Valle de los monumentos, Arizona USA

Leyenda

Parte cuatro

Tras hablar con Thomas, Noah volvió a la Interestatal 40. Aún tenía por delante seiscientas cincuenta millas y hacía tiempo que no recorría grandes distancias, en su Harley del 78. Cuando terminó el posgrado con veinticuatro años y decidió irse a ver mundo, su tío John se la regaló. Él la tenía parada y sabía que Noah la quería. De hecho, muchos veranos en vacaciones, le había ayudado a repararla y la manejaba perfectamente.

Mientras circulada hacia el este, recordó cuando hizo hace unos años el mismo camino.

«Con cuatrocientos dólares, su cuaderno de dibujo y su Harley del 78, decidido a recorrer los Estados Unidos. En esos momentos su vida, en un intento de abrir nuevas vías de expresión con su pintura, se vio inmerso en una espiral de drogas y alcohol.

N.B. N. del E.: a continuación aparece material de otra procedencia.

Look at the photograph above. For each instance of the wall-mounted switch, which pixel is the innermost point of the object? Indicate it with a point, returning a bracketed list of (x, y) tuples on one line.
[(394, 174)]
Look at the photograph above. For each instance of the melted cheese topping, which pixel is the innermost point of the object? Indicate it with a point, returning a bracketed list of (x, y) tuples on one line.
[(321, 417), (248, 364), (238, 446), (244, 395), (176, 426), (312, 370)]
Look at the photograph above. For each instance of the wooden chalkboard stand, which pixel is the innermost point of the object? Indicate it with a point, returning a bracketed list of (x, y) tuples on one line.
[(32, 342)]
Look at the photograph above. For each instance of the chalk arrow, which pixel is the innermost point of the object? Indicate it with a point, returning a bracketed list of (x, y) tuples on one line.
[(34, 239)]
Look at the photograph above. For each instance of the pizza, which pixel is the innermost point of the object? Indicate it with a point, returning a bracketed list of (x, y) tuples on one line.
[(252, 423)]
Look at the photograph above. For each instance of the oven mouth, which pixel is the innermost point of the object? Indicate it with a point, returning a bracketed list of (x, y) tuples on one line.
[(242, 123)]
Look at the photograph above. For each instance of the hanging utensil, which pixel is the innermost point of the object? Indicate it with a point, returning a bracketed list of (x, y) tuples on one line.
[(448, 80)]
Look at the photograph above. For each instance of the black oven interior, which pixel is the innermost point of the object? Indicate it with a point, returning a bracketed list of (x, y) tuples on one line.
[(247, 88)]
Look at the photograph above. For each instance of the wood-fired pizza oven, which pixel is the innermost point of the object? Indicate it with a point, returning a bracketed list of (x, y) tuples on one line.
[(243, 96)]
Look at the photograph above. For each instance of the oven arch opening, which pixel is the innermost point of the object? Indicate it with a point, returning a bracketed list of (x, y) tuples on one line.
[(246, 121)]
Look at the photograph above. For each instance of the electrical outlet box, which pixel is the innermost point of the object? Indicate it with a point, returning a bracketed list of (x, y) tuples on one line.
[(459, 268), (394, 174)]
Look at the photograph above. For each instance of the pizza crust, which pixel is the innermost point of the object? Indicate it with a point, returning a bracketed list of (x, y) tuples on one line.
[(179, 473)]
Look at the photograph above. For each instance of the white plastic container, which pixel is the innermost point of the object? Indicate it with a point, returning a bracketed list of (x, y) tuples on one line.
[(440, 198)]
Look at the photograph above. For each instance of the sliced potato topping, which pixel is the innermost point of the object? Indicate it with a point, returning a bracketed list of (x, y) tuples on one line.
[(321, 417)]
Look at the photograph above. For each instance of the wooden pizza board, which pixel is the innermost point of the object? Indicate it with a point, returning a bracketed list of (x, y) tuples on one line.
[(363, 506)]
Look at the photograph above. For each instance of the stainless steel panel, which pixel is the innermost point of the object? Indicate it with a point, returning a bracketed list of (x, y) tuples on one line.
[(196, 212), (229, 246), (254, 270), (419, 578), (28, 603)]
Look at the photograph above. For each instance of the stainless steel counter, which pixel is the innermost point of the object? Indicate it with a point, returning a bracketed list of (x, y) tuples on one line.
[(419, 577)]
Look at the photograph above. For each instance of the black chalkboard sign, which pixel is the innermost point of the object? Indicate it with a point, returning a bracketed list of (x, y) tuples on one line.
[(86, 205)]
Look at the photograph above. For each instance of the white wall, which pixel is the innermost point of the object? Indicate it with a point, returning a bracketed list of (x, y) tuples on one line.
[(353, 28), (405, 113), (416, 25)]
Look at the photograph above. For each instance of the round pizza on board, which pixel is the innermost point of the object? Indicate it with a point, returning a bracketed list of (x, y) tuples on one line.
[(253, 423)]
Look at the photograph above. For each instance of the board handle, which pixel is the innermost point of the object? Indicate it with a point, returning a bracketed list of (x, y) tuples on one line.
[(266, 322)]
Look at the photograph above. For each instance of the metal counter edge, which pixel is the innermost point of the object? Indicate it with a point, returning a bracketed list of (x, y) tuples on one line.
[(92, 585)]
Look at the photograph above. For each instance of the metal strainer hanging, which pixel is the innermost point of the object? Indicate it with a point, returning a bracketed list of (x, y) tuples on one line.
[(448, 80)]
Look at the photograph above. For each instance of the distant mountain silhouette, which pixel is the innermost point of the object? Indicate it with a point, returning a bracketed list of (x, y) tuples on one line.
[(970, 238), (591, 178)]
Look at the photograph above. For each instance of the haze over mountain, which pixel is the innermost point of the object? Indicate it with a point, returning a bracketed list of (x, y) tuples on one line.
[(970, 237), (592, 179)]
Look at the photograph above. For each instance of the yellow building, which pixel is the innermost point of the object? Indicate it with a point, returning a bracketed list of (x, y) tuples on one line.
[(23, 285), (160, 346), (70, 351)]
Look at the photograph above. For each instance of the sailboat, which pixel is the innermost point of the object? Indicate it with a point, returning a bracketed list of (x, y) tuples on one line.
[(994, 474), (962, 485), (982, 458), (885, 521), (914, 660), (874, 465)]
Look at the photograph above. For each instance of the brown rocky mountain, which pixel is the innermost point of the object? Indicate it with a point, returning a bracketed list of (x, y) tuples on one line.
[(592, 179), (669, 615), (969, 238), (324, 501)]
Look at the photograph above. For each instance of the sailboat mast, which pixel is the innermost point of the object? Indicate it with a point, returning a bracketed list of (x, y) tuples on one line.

Estuvo dando tumbos de aquí para allá hasta que un día, por esas casualidades de la vida y perdido en medio del desierto, terminó de noche a la entrada de un pequeño poblado de adobe. Agotado como estaba, se bajó de la moto y en un cobertizo que encontró se dejó caer y se durmió.

Un lejano sonido, que le pareció a un balido de oveja, le comenzó a golpear el cerebro. Un poco aturdido aún por el sueño y la mala noche al raso, notó que una cosa húmeda le frotaba la cara. Cuando abrió los ojos un niño, envuelto en polvo con una cinta en el pelo, le miraba fijamente. Mientras apartaba al perro que le chupaba la cara, vio que estaba rodeado de un montón de ovejas. Medio incorporado intentó espantarlo y del manotazo perdió el equilibrio, terminando en el suelo. El niño le acercó un cubo con agua. Ávidamente, se lo llevó a la boca y después de beber hasta casi reventar, se echó el resto por encima de la cabeza.

Ya más despejado, miró con más atención al niño. Sin duda era un indio, posiblemente navajo. Los últimos días había estado recorriendo la Nación Navajo y podía identificar su raza, casi con total seguridad.

—¿Dónde estoy?—preguntó al niño. Este salió corriendo hacia el poblado.

Al rato vino acompañado de un anciano vestido con una camisa, un pantalón y un cinturón, similares a los del niño. En su cabeza una cinta sujetaba su abundante cabellera blanca.

—Hola buenos días, si me acompañas podrás lavarte y comer algo —dijo el anciano en un más que aceptable inglés.

Noah no se lo pensó y haciendo un gran esfuerzo se puso en pie y siguió al anciano hasta el poblado. Las casas estaban construidas a lo largo de un farallón de piedra que había en el pequeño valle. Aunque el entorno era árido, había humedad, prueba de ello eran los árboles que daban sombra a las casas. Se paró junto a una mesa que había en un sombrajo a la entrada de una casa, por cuya puerta se había metido el anciano. Al poco salió y dejo sobre la mesa un cuenco de arcilla con leche, una pequeña torta de maíz, unos frutos secos y un plato con un guiso de cordero. El anciano le llevo a un lado de la casa, donde había un recipiente de barro en el que puso agua para que se lavara. Lo dejo allí y él fue a sentarse a la mesa esperando a que terminara.

Cuando volvió le invitó a sentarse y comer. No hizo falta decírselo dos veces, Noah dio buena cuenta de toda la comida en un abrir y cerrar de ojos. Se notaba que tenía hambre. Mientras el anciano lo observaba con los ojos entrecerrados, parecía que estaba mirando dentro de él».